Его голос прозвучал близко. Пугающе близко. Он подался вперед — она услышала скрип стула, шорох ткани, — и в этом движении было что-то новое, что-то, чего не было в нём раньше. Не мальчишеская робость. Не виноватая нежность. Горечь. Тёмная, взрослая горечь человека, который посмотрел правде в лицо и не отвел глаз.
— Мне больно. Больно от того, что вы видите нас так ясно. Я люблю её. Я выбрал её. Но...
Внутри Сиенны что-то оборвалось.
Не мысль — глубже. Физическое ощущение, как будто невидимая нить, натянутая между рёбрами, лопнула со звоном, который слышала только она. Я люблю её. Я выбрал её. Первая часть фразы ударила раньше, чем добрался смысл «но» — ударила туда, где за рёбрами глухо, болезненно сбился ритм. Сердце пропустило удар. Потом ещё один. А потом забилось быстро, слишком быстро — мелкой, загнанной дрожью, которую она узнала. Тахикардия. Она знала это слово. Знала, как бороться: дышать ровно, считать до десяти, не двигаться.
Но знать — одно. А чувствовать, как пульс колотится в горле от одного лишь факта, что мужчина, пахнущий сандалом и чистотой, наклонился к ней в полутемной комнате и произнес «но» голосом, в котором дрожала трещина, — это другое.

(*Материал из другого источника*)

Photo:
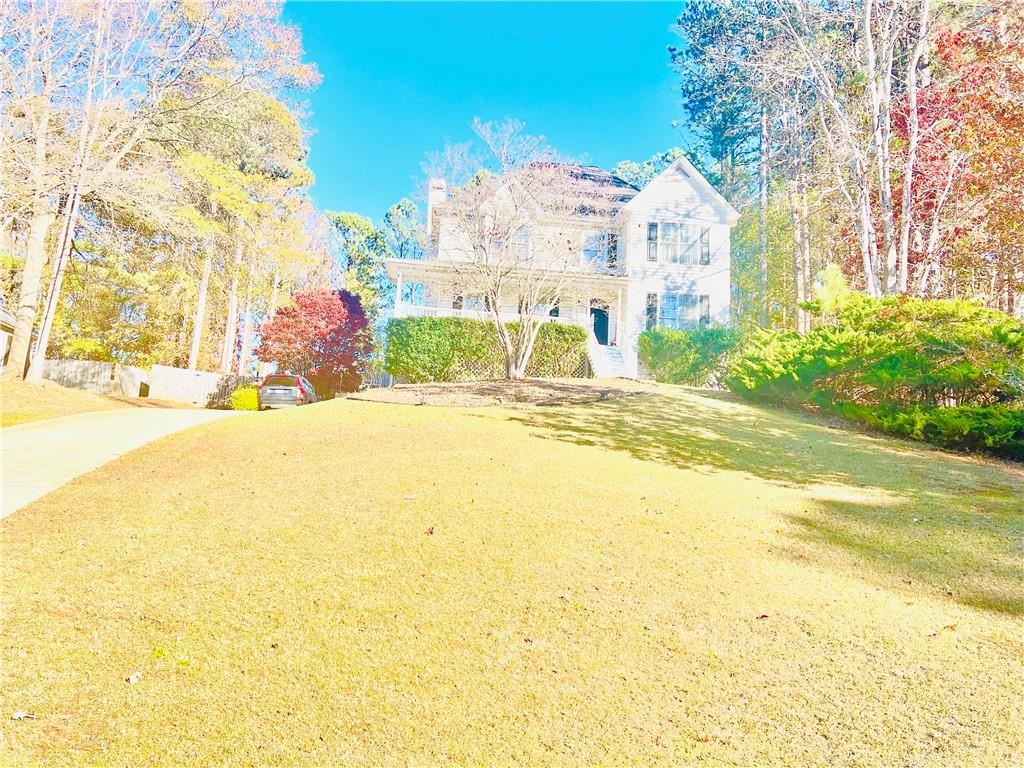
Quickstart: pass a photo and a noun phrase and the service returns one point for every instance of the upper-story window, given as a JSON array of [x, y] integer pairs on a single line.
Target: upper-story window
[[601, 250], [677, 244], [681, 310]]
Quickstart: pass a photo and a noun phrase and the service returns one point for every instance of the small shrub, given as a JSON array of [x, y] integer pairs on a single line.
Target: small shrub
[[697, 356], [244, 398], [891, 350]]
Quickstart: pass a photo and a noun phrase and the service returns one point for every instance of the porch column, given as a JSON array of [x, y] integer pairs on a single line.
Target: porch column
[[619, 318]]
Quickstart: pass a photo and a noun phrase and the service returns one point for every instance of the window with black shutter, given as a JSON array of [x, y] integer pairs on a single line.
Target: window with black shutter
[[706, 246]]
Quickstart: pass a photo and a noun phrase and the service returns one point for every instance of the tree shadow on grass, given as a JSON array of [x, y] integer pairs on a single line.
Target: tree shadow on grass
[[951, 522]]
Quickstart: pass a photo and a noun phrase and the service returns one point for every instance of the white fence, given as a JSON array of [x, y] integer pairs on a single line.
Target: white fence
[[101, 378], [199, 387]]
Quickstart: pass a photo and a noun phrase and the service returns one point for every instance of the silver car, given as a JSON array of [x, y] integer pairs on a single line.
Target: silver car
[[283, 390]]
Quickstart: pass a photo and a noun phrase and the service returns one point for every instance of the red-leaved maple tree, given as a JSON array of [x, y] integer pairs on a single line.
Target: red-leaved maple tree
[[324, 334]]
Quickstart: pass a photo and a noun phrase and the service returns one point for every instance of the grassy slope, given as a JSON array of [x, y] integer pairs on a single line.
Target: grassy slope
[[20, 401], [698, 582]]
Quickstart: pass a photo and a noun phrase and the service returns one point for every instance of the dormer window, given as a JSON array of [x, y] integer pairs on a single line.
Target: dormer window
[[678, 244], [601, 250]]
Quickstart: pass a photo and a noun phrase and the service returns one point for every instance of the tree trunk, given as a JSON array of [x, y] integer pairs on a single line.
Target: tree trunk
[[35, 255], [763, 215], [204, 285], [64, 253], [231, 324]]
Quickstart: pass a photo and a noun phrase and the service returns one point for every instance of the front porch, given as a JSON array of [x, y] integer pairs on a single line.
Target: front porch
[[598, 304]]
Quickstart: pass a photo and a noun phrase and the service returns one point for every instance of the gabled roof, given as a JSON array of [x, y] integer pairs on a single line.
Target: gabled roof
[[603, 183], [683, 165]]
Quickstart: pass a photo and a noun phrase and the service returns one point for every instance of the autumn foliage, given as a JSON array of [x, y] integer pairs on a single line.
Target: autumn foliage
[[323, 336]]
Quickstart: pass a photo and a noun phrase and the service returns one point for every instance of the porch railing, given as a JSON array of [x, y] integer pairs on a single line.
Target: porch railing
[[403, 309]]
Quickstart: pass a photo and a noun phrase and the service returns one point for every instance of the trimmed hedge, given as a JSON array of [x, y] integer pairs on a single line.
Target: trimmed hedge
[[698, 356], [422, 349], [896, 350], [946, 372]]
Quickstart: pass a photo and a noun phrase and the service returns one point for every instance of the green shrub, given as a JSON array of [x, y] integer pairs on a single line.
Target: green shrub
[[244, 398], [947, 372], [421, 349], [695, 356], [991, 429]]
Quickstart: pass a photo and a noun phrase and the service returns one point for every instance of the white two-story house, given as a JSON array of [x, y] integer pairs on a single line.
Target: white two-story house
[[663, 260]]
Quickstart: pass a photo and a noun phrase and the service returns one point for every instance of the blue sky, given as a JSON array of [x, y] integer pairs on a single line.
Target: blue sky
[[399, 79]]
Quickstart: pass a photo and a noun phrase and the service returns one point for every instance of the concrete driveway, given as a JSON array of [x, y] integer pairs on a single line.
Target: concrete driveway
[[42, 456]]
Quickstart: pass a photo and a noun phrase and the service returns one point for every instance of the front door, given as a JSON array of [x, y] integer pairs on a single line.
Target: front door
[[599, 321]]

Это было страшнее ножа. Потому что нож она видела. Нож можно отвести, увернуться, закрыться рукой. А от этого — от теплого света на его лице, от запаха лаванды и сандала, от мягкости постели, которая после животного ужаса пустошей ощущалась как морфий, — от этого нельзя было защититься. Тело тянулось к его теплу. Тело — предатель, изголодавшееся по покою, по безопасности, по простому человеческому присутствию, в котором нет угрозы, — тело уже сдалось. И именно это вызвало в ней панику. Острую, ледяную, сковавшую горло.
«Ты начинаешь чувствовать, — сказал голос внутри. Тот самый, который держал её в живых в подвале де Шарне, который считал удары и следил, чтобы она не потеряла сознание раньше времени. — Ты начинаешь чувствовать, а чувства в твоём положении — это смерть. Влюбиться в спасителя — значит стать уязвимой. А уязвимая — значит мертвая».
Его рука двинулась к её руке. Несмело, осторожно — так тянутся к раненой птице, боясь спугнуть.
Сиенна отдернула руку.
Резко. Рывком. Словно от раскаленного железа.
— Но вам следует уйти, — сказала она, и голос звучал ровно, почти спокойно, только чуть ниже обычного. Она не смотрела на него. Смотрела в стену, на тени, на что угодно, только не на его руку, застывшую в воздухе. — Оставьте книгу. Если не смогу уснуть — почитаю.
Тишина длилась два удара сердца. Три.
Эдгар судорожно сжал пальцы в кулак. Убрал руку. Он понял её жест по-своему — она видела это по тому, как изменилось его лицо. Не обида, не уязвленное самолюбие. Вина. Тяжелая, мучительная вина человека, который вспомнил, что перед ним женщина, изломанная мужскими руками, и любое мужское прикосновение для неё — это эхо чужой жестокости.
Он думал, что она боится его. Боже, если бы он знал, чего она боится на самом деле.
— Простите, — прошептал он.
Он поднялся. Тяжело, как поднимается человек, у которого болит всё тело, хотя ни одного синяка на нём не было. Книга — Сиенна успела разглядеть тиснение на корешке: Байрон — легла на прикроватную тумбочку рядом с графином воды.
Он стоял у кровати. Смотрел не на неё — на огонь в камине. Свет играл на его лице, и в этом свете было видно, как сильно он старается удержать себя в рамках — в тех самых золоченых рамках приличий, которые были его единственной броней.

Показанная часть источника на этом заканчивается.